Patient cancer cells help to test treatments
A study, published today in Cell, demonstrates the power of organoids to capture, in three dimensions, the multiple mutations that occur in tumours. Organoids, small clusters of cells that accurately mimic the behaviour of human tissue, can be used to test cancer drugs and, eventually, to identify effective personalised treatments for patients.
Until now, cancer drug screening has primarily been carried out using two-dimensional cell lines grown in dishes, or in mouse models. Organoids, which more closely resemble human tumours than cell lines, and are less time and resource intensive than mouse models, offer researchers a middle ground between existing approaches.
These exciting findings are the result of an international collaboration involving research teams in the UK, Netherlands, and the US.
"Every tumour is different, even those that arise in the same organ. They each have a mixture of cells with different mutations that subsequently determine if a treatment will be effective," explains Dr Hayley Francies, a first author from the Wellcome Trust Sanger Institute. "Organoids, much to our delight, replicated the features of patient tumours.

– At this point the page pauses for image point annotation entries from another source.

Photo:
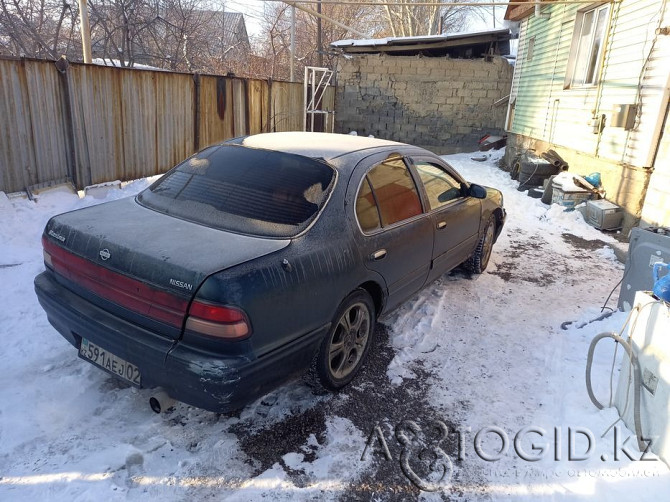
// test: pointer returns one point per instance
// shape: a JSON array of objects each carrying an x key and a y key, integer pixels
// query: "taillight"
[{"x": 217, "y": 320}]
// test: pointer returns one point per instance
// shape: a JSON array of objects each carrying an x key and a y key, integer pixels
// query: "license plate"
[{"x": 110, "y": 362}]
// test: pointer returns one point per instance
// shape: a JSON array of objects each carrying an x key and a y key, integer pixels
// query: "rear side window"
[
  {"x": 366, "y": 208},
  {"x": 251, "y": 191},
  {"x": 387, "y": 195},
  {"x": 441, "y": 187}
]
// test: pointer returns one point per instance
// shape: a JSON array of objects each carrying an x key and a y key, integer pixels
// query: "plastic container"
[
  {"x": 568, "y": 198},
  {"x": 603, "y": 215}
]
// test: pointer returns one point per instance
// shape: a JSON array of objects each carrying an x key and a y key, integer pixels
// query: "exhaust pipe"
[{"x": 160, "y": 402}]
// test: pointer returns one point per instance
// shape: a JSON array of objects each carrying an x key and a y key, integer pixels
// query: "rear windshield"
[{"x": 245, "y": 190}]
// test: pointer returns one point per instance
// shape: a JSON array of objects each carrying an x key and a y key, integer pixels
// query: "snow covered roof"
[
  {"x": 423, "y": 43},
  {"x": 314, "y": 144}
]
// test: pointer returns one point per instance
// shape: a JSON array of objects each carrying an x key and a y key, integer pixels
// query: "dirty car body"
[{"x": 237, "y": 268}]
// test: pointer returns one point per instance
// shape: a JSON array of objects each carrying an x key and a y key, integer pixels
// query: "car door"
[
  {"x": 394, "y": 234},
  {"x": 454, "y": 214}
]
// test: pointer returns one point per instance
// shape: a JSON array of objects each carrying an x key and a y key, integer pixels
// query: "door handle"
[{"x": 378, "y": 255}]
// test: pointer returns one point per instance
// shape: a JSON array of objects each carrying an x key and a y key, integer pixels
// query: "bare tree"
[
  {"x": 405, "y": 20},
  {"x": 37, "y": 28}
]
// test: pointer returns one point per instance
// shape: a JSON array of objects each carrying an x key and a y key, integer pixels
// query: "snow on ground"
[{"x": 475, "y": 353}]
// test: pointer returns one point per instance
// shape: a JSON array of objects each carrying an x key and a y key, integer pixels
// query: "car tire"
[
  {"x": 479, "y": 260},
  {"x": 344, "y": 350}
]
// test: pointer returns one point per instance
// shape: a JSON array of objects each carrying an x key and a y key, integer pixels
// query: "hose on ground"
[{"x": 634, "y": 366}]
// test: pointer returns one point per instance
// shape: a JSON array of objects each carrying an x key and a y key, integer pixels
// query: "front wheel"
[
  {"x": 480, "y": 258},
  {"x": 344, "y": 350}
]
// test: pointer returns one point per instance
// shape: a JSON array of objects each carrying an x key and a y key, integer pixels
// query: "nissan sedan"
[{"x": 258, "y": 259}]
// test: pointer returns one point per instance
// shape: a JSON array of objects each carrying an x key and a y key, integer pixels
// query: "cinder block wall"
[{"x": 443, "y": 104}]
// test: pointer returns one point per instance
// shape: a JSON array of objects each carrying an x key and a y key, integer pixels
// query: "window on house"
[
  {"x": 531, "y": 49},
  {"x": 587, "y": 46}
]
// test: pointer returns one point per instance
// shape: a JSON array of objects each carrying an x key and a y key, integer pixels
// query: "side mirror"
[{"x": 477, "y": 191}]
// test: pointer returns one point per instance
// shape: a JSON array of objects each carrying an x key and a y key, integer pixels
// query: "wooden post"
[
  {"x": 62, "y": 66},
  {"x": 196, "y": 118},
  {"x": 85, "y": 32}
]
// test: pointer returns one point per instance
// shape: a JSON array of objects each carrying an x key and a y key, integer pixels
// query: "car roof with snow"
[{"x": 320, "y": 145}]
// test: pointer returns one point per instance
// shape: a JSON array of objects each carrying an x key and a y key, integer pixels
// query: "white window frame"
[{"x": 583, "y": 70}]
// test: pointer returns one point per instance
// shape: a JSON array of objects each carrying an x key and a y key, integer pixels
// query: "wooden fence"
[{"x": 91, "y": 124}]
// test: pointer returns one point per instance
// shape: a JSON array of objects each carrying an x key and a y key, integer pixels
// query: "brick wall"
[{"x": 443, "y": 104}]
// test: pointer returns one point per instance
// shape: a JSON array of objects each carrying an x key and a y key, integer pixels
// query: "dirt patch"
[
  {"x": 580, "y": 243},
  {"x": 369, "y": 402},
  {"x": 532, "y": 253}
]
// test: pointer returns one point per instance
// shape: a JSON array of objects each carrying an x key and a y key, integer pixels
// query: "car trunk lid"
[{"x": 142, "y": 261}]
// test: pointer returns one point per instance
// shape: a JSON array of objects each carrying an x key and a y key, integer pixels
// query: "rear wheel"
[
  {"x": 344, "y": 350},
  {"x": 479, "y": 260}
]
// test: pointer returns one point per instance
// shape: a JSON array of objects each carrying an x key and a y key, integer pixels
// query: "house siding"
[{"x": 635, "y": 69}]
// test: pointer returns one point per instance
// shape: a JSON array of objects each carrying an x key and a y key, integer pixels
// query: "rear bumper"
[{"x": 208, "y": 380}]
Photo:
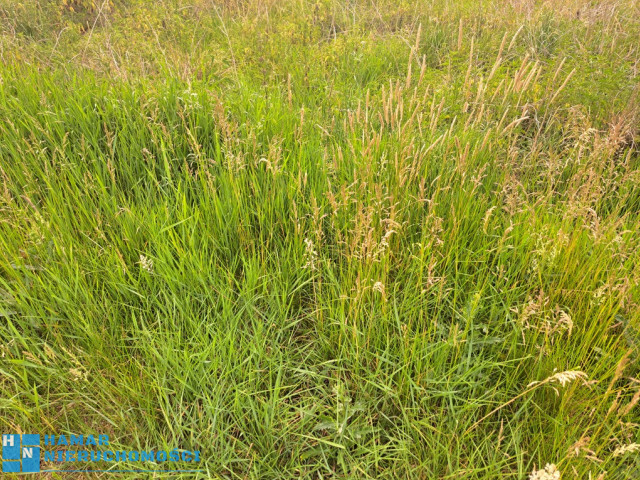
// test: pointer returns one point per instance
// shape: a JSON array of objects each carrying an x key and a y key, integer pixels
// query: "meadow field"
[{"x": 322, "y": 239}]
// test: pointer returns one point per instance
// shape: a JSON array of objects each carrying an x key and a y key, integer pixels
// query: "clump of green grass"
[{"x": 390, "y": 240}]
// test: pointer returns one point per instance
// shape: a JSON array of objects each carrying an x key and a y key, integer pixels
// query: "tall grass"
[{"x": 325, "y": 240}]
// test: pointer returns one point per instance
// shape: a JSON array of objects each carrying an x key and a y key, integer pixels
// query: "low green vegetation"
[{"x": 380, "y": 239}]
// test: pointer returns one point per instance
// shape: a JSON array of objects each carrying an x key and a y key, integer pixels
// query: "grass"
[{"x": 324, "y": 239}]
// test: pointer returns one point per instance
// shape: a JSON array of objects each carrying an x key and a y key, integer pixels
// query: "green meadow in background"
[{"x": 325, "y": 239}]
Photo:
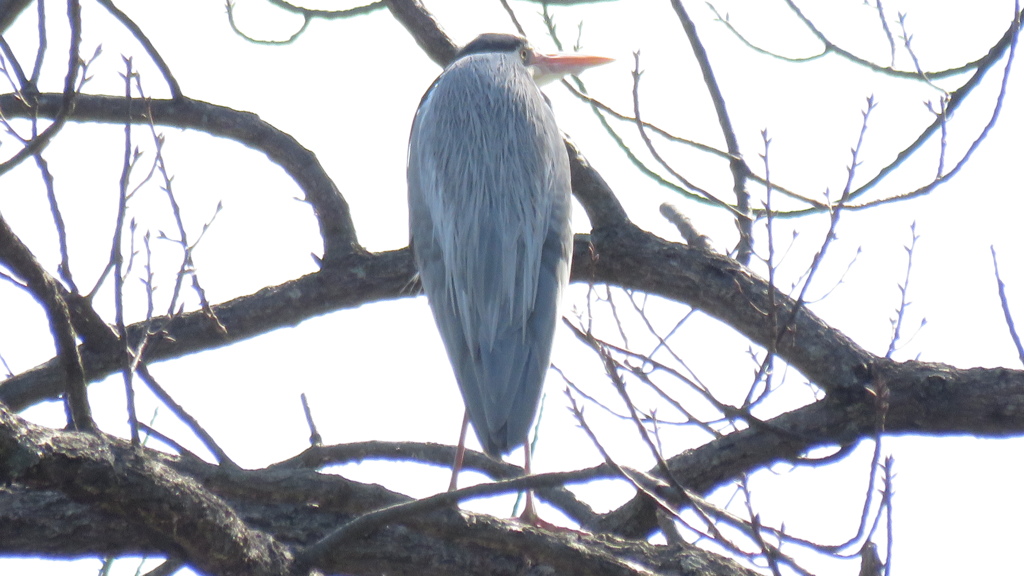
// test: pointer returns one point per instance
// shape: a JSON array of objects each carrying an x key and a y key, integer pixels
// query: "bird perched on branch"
[{"x": 488, "y": 209}]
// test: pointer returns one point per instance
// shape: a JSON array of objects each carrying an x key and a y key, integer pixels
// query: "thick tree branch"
[{"x": 121, "y": 480}]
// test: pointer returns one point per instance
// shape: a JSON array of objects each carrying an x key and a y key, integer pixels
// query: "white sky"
[{"x": 347, "y": 90}]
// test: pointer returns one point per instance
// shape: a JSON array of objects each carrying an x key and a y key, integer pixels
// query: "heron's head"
[{"x": 544, "y": 68}]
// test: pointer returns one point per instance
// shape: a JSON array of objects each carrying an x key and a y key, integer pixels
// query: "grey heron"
[{"x": 488, "y": 212}]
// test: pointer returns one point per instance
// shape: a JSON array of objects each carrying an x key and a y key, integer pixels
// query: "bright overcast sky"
[{"x": 347, "y": 90}]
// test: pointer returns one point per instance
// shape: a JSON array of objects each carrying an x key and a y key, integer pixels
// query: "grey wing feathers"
[{"x": 489, "y": 224}]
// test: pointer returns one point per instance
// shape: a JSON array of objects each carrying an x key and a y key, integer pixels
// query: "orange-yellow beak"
[{"x": 552, "y": 67}]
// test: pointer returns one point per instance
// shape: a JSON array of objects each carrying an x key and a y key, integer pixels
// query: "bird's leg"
[
  {"x": 528, "y": 515},
  {"x": 460, "y": 454}
]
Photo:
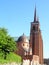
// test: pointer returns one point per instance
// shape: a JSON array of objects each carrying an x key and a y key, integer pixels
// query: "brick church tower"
[{"x": 36, "y": 42}]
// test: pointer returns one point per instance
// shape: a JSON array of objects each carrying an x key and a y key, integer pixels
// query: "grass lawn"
[{"x": 10, "y": 58}]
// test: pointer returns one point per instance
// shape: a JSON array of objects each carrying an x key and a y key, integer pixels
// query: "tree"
[{"x": 7, "y": 43}]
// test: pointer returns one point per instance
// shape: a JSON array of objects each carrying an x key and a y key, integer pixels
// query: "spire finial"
[{"x": 35, "y": 15}]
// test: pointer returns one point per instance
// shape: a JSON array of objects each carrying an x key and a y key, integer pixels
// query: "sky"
[{"x": 17, "y": 15}]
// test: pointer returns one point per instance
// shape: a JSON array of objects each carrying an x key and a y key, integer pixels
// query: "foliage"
[
  {"x": 7, "y": 43},
  {"x": 10, "y": 58}
]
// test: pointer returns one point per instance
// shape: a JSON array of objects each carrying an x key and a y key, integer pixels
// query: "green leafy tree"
[{"x": 7, "y": 43}]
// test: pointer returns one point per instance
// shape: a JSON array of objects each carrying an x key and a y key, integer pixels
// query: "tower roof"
[{"x": 35, "y": 17}]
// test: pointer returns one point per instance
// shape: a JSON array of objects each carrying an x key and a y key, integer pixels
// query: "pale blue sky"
[{"x": 16, "y": 15}]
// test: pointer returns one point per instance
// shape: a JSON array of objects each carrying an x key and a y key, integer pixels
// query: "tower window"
[{"x": 33, "y": 27}]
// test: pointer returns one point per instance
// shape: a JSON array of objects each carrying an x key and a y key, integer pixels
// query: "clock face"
[{"x": 25, "y": 46}]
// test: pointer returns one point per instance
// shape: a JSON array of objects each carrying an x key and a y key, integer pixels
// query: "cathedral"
[{"x": 31, "y": 48}]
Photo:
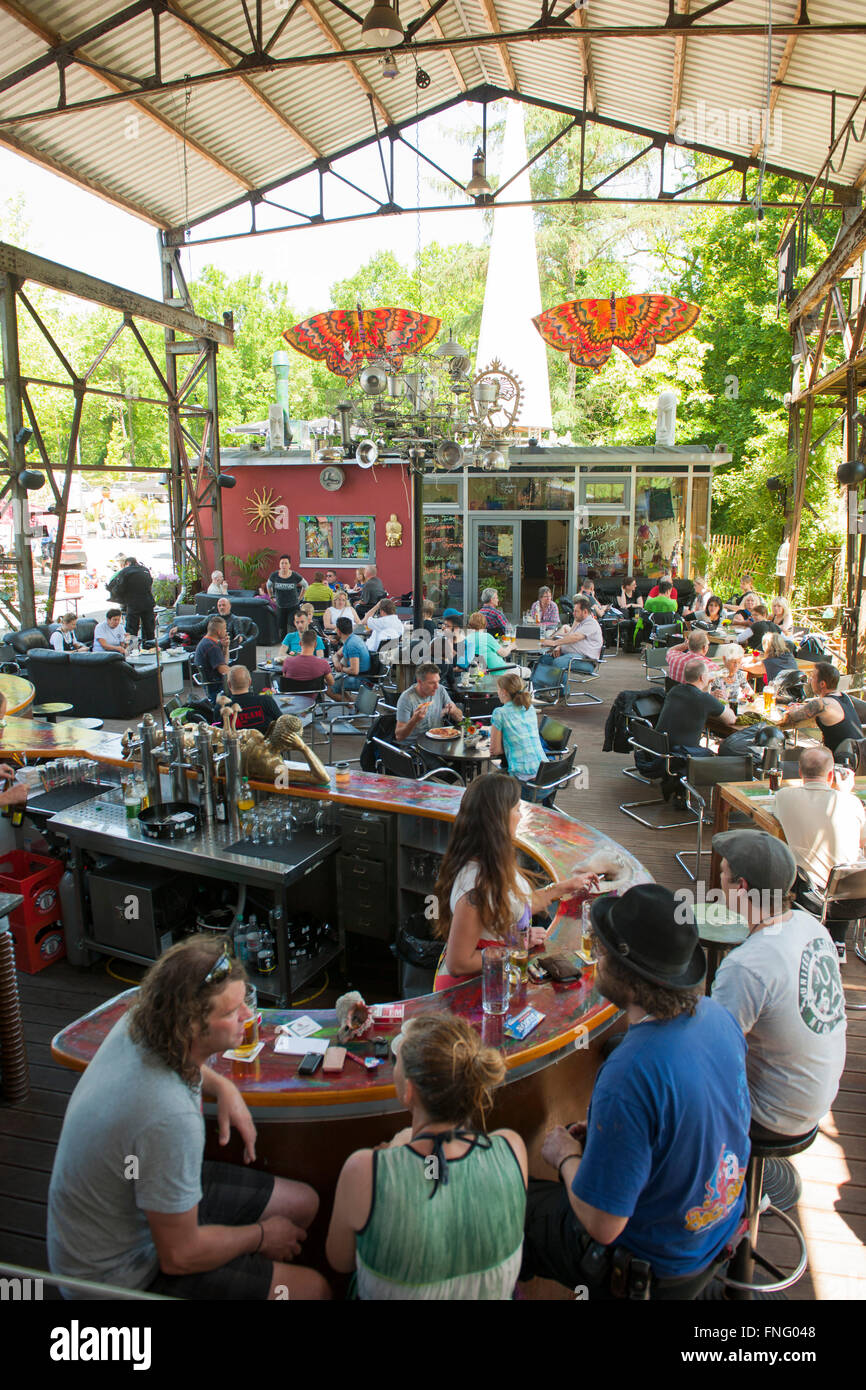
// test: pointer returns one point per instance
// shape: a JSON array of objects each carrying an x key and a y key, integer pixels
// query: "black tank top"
[{"x": 850, "y": 727}]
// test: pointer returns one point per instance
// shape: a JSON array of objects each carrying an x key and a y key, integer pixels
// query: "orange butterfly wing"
[{"x": 587, "y": 331}]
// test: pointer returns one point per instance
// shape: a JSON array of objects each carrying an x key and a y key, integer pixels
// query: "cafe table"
[
  {"x": 470, "y": 759},
  {"x": 18, "y": 692}
]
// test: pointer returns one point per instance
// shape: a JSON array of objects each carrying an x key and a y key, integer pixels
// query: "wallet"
[{"x": 560, "y": 968}]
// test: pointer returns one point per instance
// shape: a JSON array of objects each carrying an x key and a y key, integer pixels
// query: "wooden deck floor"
[{"x": 833, "y": 1207}]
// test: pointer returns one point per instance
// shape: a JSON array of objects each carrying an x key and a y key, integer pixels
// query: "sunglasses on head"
[{"x": 220, "y": 969}]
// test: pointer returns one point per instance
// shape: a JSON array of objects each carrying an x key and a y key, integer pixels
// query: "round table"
[
  {"x": 52, "y": 710},
  {"x": 18, "y": 692},
  {"x": 470, "y": 762}
]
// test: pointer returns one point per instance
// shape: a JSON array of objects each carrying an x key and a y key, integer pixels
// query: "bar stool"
[{"x": 741, "y": 1269}]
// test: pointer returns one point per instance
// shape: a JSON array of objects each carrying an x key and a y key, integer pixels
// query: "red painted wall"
[{"x": 377, "y": 492}]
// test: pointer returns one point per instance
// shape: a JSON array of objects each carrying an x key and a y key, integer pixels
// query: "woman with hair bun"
[
  {"x": 481, "y": 898},
  {"x": 438, "y": 1212}
]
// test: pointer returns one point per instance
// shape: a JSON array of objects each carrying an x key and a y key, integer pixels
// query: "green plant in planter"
[{"x": 250, "y": 567}]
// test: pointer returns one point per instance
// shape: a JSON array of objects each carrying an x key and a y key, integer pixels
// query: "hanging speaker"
[
  {"x": 449, "y": 455},
  {"x": 366, "y": 453}
]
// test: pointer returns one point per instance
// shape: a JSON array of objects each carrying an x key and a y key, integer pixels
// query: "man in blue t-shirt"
[
  {"x": 352, "y": 660},
  {"x": 652, "y": 1186}
]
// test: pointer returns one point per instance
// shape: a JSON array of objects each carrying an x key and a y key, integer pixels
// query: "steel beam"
[
  {"x": 27, "y": 266},
  {"x": 15, "y": 449}
]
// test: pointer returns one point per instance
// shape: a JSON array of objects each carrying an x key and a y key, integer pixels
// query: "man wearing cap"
[
  {"x": 783, "y": 986},
  {"x": 651, "y": 1187}
]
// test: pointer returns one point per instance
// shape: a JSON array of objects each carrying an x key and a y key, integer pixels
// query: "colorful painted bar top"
[{"x": 558, "y": 844}]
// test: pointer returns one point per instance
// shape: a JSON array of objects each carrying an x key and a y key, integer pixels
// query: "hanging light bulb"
[
  {"x": 382, "y": 25},
  {"x": 478, "y": 185}
]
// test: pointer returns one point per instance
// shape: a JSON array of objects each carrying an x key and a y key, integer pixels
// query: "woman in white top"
[
  {"x": 483, "y": 898},
  {"x": 341, "y": 608},
  {"x": 64, "y": 638},
  {"x": 780, "y": 613}
]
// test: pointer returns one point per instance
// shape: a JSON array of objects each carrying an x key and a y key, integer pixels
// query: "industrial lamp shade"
[
  {"x": 382, "y": 27},
  {"x": 478, "y": 185},
  {"x": 850, "y": 474}
]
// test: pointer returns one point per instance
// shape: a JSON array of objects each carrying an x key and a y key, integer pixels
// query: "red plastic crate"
[
  {"x": 36, "y": 879},
  {"x": 38, "y": 947}
]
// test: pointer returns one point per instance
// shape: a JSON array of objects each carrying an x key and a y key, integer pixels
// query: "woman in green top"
[
  {"x": 438, "y": 1212},
  {"x": 660, "y": 603}
]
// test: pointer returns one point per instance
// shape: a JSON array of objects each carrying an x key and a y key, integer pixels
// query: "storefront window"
[
  {"x": 516, "y": 494},
  {"x": 602, "y": 545},
  {"x": 341, "y": 540},
  {"x": 438, "y": 492},
  {"x": 442, "y": 566},
  {"x": 659, "y": 526}
]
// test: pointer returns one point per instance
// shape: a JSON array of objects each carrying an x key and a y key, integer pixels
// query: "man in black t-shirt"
[
  {"x": 256, "y": 710},
  {"x": 684, "y": 715},
  {"x": 287, "y": 587}
]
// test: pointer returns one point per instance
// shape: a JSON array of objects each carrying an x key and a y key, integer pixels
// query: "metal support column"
[{"x": 14, "y": 424}]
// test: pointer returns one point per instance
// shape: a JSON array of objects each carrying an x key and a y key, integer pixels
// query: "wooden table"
[{"x": 18, "y": 692}]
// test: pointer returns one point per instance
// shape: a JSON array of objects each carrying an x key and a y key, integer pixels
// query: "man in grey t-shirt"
[
  {"x": 424, "y": 705},
  {"x": 131, "y": 1203}
]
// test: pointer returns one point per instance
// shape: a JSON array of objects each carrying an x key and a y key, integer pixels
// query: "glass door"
[{"x": 495, "y": 556}]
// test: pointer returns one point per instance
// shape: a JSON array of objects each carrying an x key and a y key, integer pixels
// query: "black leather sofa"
[
  {"x": 245, "y": 603},
  {"x": 95, "y": 683}
]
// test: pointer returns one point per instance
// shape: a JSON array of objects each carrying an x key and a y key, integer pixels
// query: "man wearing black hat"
[
  {"x": 651, "y": 1187},
  {"x": 783, "y": 986}
]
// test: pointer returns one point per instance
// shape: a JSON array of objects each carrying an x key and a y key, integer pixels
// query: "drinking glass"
[{"x": 495, "y": 980}]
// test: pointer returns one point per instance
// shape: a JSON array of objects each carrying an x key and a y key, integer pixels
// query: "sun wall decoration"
[
  {"x": 590, "y": 328},
  {"x": 264, "y": 509},
  {"x": 346, "y": 338}
]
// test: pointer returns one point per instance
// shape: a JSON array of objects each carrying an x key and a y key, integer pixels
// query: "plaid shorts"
[{"x": 231, "y": 1196}]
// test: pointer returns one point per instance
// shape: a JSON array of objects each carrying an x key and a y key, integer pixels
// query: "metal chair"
[
  {"x": 406, "y": 762},
  {"x": 706, "y": 773},
  {"x": 551, "y": 776},
  {"x": 655, "y": 659},
  {"x": 576, "y": 680},
  {"x": 647, "y": 740},
  {"x": 756, "y": 1203}
]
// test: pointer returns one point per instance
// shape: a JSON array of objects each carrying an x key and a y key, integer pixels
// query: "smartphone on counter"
[{"x": 309, "y": 1064}]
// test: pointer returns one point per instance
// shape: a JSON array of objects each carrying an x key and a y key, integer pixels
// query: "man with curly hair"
[
  {"x": 651, "y": 1186},
  {"x": 131, "y": 1201}
]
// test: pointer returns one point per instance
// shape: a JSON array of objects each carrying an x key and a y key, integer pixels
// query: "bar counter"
[{"x": 549, "y": 1073}]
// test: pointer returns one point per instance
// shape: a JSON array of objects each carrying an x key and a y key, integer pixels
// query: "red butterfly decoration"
[
  {"x": 345, "y": 338},
  {"x": 588, "y": 328}
]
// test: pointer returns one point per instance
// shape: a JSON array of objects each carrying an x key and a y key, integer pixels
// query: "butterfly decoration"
[
  {"x": 345, "y": 338},
  {"x": 588, "y": 328}
]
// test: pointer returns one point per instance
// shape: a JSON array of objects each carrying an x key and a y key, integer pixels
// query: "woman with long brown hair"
[
  {"x": 438, "y": 1212},
  {"x": 483, "y": 900}
]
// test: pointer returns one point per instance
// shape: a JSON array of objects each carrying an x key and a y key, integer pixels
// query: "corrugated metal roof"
[{"x": 181, "y": 154}]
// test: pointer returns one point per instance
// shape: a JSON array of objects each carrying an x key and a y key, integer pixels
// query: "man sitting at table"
[
  {"x": 583, "y": 640},
  {"x": 684, "y": 715},
  {"x": 831, "y": 710},
  {"x": 783, "y": 986},
  {"x": 256, "y": 710},
  {"x": 649, "y": 1189},
  {"x": 211, "y": 658},
  {"x": 131, "y": 1201},
  {"x": 697, "y": 644},
  {"x": 307, "y": 665},
  {"x": 350, "y": 660},
  {"x": 110, "y": 635},
  {"x": 424, "y": 705},
  {"x": 823, "y": 824},
  {"x": 300, "y": 626}
]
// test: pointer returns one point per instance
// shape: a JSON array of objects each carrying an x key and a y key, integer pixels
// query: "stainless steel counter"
[{"x": 102, "y": 824}]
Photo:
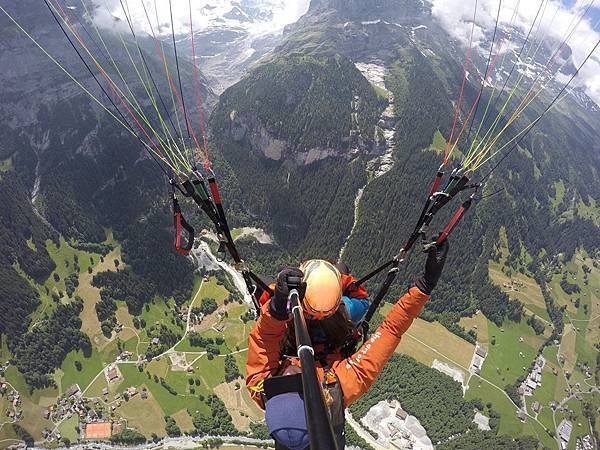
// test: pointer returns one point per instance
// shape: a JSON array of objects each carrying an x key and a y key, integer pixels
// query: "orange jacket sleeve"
[
  {"x": 263, "y": 352},
  {"x": 357, "y": 373}
]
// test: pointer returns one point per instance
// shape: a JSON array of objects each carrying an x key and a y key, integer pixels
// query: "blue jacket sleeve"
[{"x": 357, "y": 308}]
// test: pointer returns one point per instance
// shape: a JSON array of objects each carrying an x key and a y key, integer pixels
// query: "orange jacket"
[{"x": 357, "y": 373}]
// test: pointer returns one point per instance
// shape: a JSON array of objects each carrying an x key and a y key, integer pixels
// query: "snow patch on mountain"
[{"x": 258, "y": 17}]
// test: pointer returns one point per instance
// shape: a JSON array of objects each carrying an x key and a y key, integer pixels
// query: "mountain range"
[{"x": 326, "y": 133}]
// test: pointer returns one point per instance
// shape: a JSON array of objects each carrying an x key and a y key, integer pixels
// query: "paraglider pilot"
[{"x": 273, "y": 367}]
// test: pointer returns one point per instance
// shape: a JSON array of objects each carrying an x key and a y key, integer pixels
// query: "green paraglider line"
[
  {"x": 116, "y": 90},
  {"x": 475, "y": 158},
  {"x": 121, "y": 120}
]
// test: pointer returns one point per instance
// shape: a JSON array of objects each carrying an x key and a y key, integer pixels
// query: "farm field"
[
  {"x": 513, "y": 347},
  {"x": 520, "y": 287}
]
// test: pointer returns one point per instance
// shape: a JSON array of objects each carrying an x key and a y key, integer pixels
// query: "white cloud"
[
  {"x": 205, "y": 13},
  {"x": 555, "y": 23}
]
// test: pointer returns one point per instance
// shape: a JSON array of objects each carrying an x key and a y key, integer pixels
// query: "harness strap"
[{"x": 181, "y": 224}]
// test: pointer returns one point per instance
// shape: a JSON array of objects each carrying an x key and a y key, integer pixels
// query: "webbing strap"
[{"x": 180, "y": 225}]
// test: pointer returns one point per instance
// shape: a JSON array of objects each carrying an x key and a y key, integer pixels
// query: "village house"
[
  {"x": 564, "y": 433},
  {"x": 480, "y": 351},
  {"x": 72, "y": 391},
  {"x": 98, "y": 430},
  {"x": 112, "y": 374},
  {"x": 131, "y": 391}
]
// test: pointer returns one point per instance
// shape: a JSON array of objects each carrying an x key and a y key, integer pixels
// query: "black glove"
[
  {"x": 433, "y": 267},
  {"x": 288, "y": 279}
]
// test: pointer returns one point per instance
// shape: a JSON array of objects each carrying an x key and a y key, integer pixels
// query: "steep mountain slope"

This gives us a more realistic environment in which to test new and existing drugs, and to explore combination therapies."
Researchers at the Hubrecht Institute, The Netherlands, have pioneered the use of organoids, which have important applications in cancer research, stem cell biology and regenerative medicine. The organoids used in the study were derived at the Hubrecht Institute using stem cells from colon tissue. Stem cells, which are found in most tissues, are responsible for growth and repair, so they replicate constantly. When isolated in culture, the cells continue to grow, forming small cell-clusters that retain their tissue identity.
Samples from healthy tissue and cancerous tissue were taken from 20 patients with colorectal carcinoma and used to form the organoids. The organoids were then exposed to a range of colorectal cancer treatments as part of the Sanger Institute's high-throughput drug screen, which is testing hundreds of different drugs against cancer cell lines.
"This exciting new tool has the potential to transform the way we develop and deliver cancer treatment," says Dr Mathew Garnett, a senior author at the Sanger Institute. "We feel fortunate to have been part of this collaborative scientific effort. We are now building a biobank of organoids at the Sanger Institute that will help to illuminate the complex interactions between the multiple genomic alterations in tumours that determine which drugs work and which don't."
Organoids could ultimately be used in the clinic to predict how a patient will respond to treatment. However, researchers say that more work to speed up and standardise the process of producing and testing organoids is needed before this is possible. In the short term, organoids are likely to speed up the process of developing new cancer treatments and reduce costs.
"Often, the jump from studying a cancer treatment in cells to performing a successful patient trial is too wide," says Professor Hans Clevers, a senior author at the Hubrecht Institute. "Organoids are so experimentally tractable that they can answer many of our questions about cancers, bridging this gap. Not only can organoids save time and resources, we hope that they will one day let us see how treatments will work in an individual's unique cancer."